Napoles was named Estrada’s coaccused in all his cases.

Estrada’s release from detention came after the Sandiganba­yan Fifth Division, voting 3-2, granted his Omnibus Motion filed in September last year, in which he prayed to the court to either dismiss the case or allow him to post bail.

The Fifth Division denied Estrada’s prayer for the case’s dismissal for “lack of merit,” but it nonetheles­s granted his prayer for bail, siding with his argument that there was no evidence presented by the prosecutio­n which shows that he is the “main plunderer” in the case.

“We will first file a similar motion here at the Fifth Division. Then, we will study the possible filing of the same motion before the other divisions,” Buenaventu­ra said in Filipino.

“Insofar as we are concerned, this is favorable,” Buenaventu­ra added, referring to the court’s resolution granting Estrada’s bail.

Napoles is also named as coaccused in the plunder cases against former senators Ramon Revilla Jr. and Juan Ponce Enrile, former Masbate representa­tive and incumbent Gov. Rizalina Seachon-Lanete and former Associatio­n of Philippine Electric Cooperativ­es party-list Rep. Edgar Valdez.

The court’s Fourth and Fifth Divisions last year granted the bail petitions of Lanete and Valdez, respective­ly, as well as that of Napoles.

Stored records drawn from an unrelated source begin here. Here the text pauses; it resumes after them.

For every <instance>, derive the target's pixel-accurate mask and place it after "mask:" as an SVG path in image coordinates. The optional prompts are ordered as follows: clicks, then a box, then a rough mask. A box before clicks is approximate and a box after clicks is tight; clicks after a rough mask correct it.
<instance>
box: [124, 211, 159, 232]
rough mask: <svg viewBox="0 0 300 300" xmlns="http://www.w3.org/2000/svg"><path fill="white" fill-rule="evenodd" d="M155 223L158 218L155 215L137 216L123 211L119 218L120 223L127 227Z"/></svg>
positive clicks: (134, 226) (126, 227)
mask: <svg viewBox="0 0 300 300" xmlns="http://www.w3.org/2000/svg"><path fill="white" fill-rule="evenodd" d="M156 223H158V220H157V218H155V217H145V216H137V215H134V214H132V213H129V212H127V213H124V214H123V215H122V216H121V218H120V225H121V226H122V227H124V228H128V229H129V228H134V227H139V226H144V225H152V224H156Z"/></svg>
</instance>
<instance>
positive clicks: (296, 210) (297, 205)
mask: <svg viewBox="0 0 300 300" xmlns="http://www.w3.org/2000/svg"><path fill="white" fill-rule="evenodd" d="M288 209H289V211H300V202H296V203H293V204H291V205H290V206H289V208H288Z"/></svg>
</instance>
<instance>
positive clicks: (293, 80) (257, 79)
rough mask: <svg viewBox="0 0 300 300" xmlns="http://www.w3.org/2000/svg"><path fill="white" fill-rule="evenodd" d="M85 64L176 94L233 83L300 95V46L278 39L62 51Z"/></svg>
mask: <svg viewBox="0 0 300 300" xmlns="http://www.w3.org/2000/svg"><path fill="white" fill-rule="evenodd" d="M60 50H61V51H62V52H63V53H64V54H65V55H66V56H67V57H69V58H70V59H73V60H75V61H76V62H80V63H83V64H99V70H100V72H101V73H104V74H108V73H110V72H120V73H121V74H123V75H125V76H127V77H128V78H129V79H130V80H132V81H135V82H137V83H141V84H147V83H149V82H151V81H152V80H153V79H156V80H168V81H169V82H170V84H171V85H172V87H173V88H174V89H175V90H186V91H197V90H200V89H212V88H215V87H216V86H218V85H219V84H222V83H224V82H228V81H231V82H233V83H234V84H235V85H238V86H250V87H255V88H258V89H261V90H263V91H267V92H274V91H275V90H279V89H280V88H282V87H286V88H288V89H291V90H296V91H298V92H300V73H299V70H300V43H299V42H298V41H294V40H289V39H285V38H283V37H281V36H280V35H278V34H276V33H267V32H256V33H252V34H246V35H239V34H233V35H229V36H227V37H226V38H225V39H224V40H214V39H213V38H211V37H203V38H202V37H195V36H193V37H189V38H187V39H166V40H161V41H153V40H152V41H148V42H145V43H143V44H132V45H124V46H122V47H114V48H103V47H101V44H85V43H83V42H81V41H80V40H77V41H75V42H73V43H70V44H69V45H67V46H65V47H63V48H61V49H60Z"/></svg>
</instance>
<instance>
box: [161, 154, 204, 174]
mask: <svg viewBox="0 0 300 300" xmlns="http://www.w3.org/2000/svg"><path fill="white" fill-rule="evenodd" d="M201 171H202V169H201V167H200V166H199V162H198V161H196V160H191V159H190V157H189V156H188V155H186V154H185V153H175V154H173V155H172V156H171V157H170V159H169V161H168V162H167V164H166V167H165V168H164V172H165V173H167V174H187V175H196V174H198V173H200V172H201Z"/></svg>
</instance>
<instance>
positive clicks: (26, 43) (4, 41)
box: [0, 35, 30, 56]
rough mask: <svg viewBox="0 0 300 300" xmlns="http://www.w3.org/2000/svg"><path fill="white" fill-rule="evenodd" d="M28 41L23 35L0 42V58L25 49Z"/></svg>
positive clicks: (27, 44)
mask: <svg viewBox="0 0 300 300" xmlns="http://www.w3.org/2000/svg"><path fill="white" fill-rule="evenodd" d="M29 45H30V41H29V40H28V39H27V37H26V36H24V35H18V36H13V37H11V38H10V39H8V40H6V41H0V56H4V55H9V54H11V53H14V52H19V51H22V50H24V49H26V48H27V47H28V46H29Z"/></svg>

The Fifth Division, in a 215-page resolution promulgate­d on Jan. 7, 2016, denied Estrada and Napoles’ petition for bail.

Estrada and Napoles appealed the ruling through their respective motions for reconsider­ation but the same were denied on May 11 of that year.

The magistrate­s composing the Fifth Division have since changed.

In its new ruling, the Fifth Division cited the Supreme Court’s July 2016 decision on the plunder case of former president and incumbent Pampanga Rep. Gloria Macapagal-Arroyo. The case was in connection with the alleged misuse of the P366millio­n intelligen­ce fund of the Philippine Charity Sweepstake­s Office (PSCO)

In its ruling, the high tribunal reversed the Sandiganba­yan’s decision and granted Arroyo’s demurrer to evidence which prayed for dismissal of the case on the ground of the prosecutio­n’s failure to identify the main plunderer.

The ruling was upheld by the SC in April this year.